Dr. Rowlands was the only woman among five panelists who presented the encyclical in the Vatican’s synod hall on Oct. 4, the feast of St. Francis of Assisi. The other panelists were Cardinal Pietro Parolin, Vatican secretary of state; Cardinal Miguel Angel Ayuso Guixot, president of the Pontifical Council for Interreligious Dialogue; Judge Mohamed Mahmoud Abdel Salam, a Muslim and secretary general of the Higher Committee for Human Fraternity; and Andrea Riccardi, founder of the Sant’Egidio community.

She believes the document “will be received outside the Catholic world with as great an eagerness, and perhaps more so, than it will be in some quarters of the Catholic world.” She described the encyclical as “a profoundly philosophical document” and said, “I think one of the things that is not yet fully understood about Pope Francis is the depth of his capacity for intellectual thought and intellectual leadership.”

Dr. Anna Rowlands: “I think one of the things that is not yet fully understood about Pope Francis is the depth of his capacity for intellectual thought and intellectual leadership.”

One sees in the encyclical that Pope Francis is “committed to really thinking through what dialogue really means and what populism is,” she said. “He gets populism.

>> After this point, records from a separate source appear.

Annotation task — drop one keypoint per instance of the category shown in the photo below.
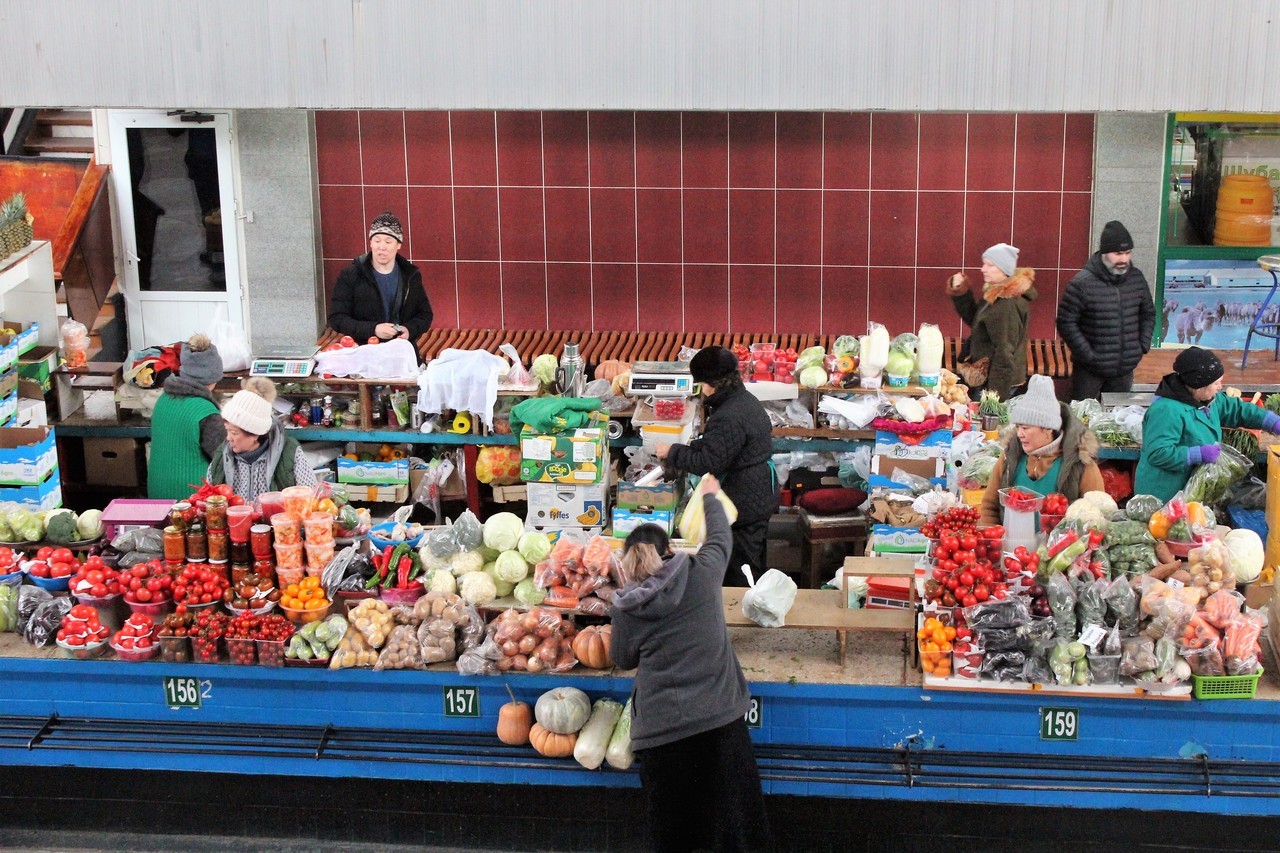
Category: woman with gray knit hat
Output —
(257, 456)
(186, 428)
(1050, 451)
(997, 323)
(1183, 427)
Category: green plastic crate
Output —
(1226, 687)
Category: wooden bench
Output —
(823, 609)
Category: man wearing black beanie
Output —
(1106, 316)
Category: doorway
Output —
(174, 188)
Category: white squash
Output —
(594, 737)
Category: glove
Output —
(1203, 454)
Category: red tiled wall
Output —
(746, 222)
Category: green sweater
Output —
(1171, 427)
(177, 463)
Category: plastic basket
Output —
(1225, 687)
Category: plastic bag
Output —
(768, 598)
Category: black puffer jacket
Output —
(735, 446)
(1106, 319)
(357, 308)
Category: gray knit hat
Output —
(199, 360)
(1004, 256)
(387, 223)
(1038, 406)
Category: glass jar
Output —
(174, 544)
(219, 546)
(215, 512)
(260, 539)
(197, 543)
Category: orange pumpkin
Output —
(592, 647)
(551, 744)
(515, 720)
(611, 368)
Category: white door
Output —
(176, 194)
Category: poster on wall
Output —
(1212, 304)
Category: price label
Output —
(461, 702)
(183, 692)
(1060, 724)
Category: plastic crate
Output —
(1225, 687)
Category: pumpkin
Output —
(592, 647)
(515, 719)
(611, 368)
(563, 710)
(551, 743)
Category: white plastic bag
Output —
(768, 598)
(229, 340)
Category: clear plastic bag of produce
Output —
(9, 593)
(1008, 612)
(1212, 482)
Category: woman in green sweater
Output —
(186, 427)
(1184, 425)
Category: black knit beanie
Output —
(713, 364)
(1115, 238)
(1198, 368)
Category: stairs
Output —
(60, 133)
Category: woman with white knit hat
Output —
(1050, 451)
(257, 456)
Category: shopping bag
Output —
(768, 598)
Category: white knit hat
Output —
(1004, 256)
(251, 407)
(1038, 406)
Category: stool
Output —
(817, 530)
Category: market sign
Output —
(462, 702)
(1060, 724)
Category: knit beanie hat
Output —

He gets what is the drive toward it and he rescues the notion of what it means to be ‘a people’ from the hands of the populists” while recognizing that there are some “who criticize him for being a populist in his own way.”

She said she was particularly impressed by the sharpness of Pope Francis’s analysis. “He drives straight to the heart of that insecurity and elusiveness and the paradox of the way in which people are driven towards populism through fear and mistrust and imagine that a closed world will offer them exactly those kinds of securities that in fact it won’t—because it is driven primarily by fear of the other.”

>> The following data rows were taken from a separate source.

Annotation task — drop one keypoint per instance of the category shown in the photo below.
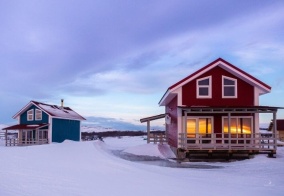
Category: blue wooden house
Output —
(40, 123)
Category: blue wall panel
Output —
(65, 129)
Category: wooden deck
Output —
(228, 143)
(28, 142)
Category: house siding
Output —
(65, 129)
(24, 120)
(245, 91)
(171, 109)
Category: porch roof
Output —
(230, 109)
(26, 127)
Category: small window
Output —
(229, 87)
(38, 114)
(203, 87)
(30, 115)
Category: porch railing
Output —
(17, 142)
(157, 138)
(221, 141)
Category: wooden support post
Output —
(274, 132)
(6, 137)
(148, 132)
(229, 130)
(26, 136)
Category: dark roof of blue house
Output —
(53, 111)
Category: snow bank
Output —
(155, 150)
(89, 168)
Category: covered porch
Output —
(155, 137)
(33, 134)
(236, 135)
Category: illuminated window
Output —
(203, 87)
(38, 114)
(239, 125)
(201, 126)
(30, 115)
(229, 87)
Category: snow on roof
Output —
(53, 110)
(58, 111)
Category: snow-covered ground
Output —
(96, 129)
(91, 168)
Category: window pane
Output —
(38, 114)
(204, 82)
(203, 91)
(229, 82)
(191, 126)
(246, 129)
(233, 125)
(229, 91)
(205, 126)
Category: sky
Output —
(114, 60)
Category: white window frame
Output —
(31, 111)
(238, 117)
(197, 125)
(235, 86)
(204, 86)
(36, 111)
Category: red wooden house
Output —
(216, 109)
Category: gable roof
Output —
(53, 111)
(25, 127)
(264, 88)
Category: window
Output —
(201, 126)
(30, 115)
(239, 125)
(229, 87)
(38, 114)
(203, 87)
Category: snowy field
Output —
(91, 168)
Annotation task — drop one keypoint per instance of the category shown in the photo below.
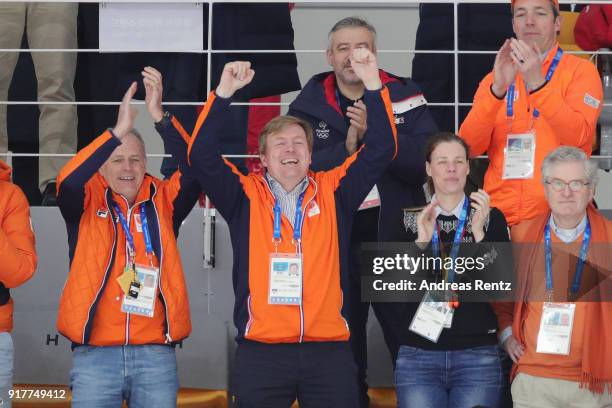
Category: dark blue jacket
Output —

She called the encyclical a meditation on social aggression and social peace.

“I think what he’s asking for is for us to move away from all forms of culture that involve domination or social aggression,” she said, “into something that is built on the culture of encounter, and we have to do this across the board as a way to build social peace.”

Dr. Rowlands said that she was also particularly struck by the pope’s presentation of the parable of the good Samaritan. “I have never read the good Samaritan parable in quite the way that Pope Francis does in the encyclical. I am used to reading it as a challenge to myself. I am used to reading it, as St. Augustine does, as a metaphor for salvation where Christ the good Samaritan is saving us.”

But, she noted, “Pope Francis takes that first opening section, the question ‘who is my neighbor,’ and he shows how the question is in itself an ancient question.” In telling the parable, Jesus “turns the question around and says: ‘It’s not really a question about anxiously identifying who your neighbor is but it is an invitation.’ Rather, the challenge of the whole passage is how do you become a neighbor and that has a really profound spiritual message as well.”

His Ignatian spirituality “enables him to read Scripture and look at the world and say that we’re in this great abyss of this awful desolation; we have this increasing sense of anxiety, fear, cynicism,” but it also enables him to say, “This is manufactured; it’s a created form of despair, and what we need to do is to name it for the kind of desolation it is, and to find a way through to move beyond this desolation.”

She concluded, “I think he uses this Samaritan passage with that ability to discern the spirit of the age and its lostness and to offer a vision beyond that, a vision marked by hope.”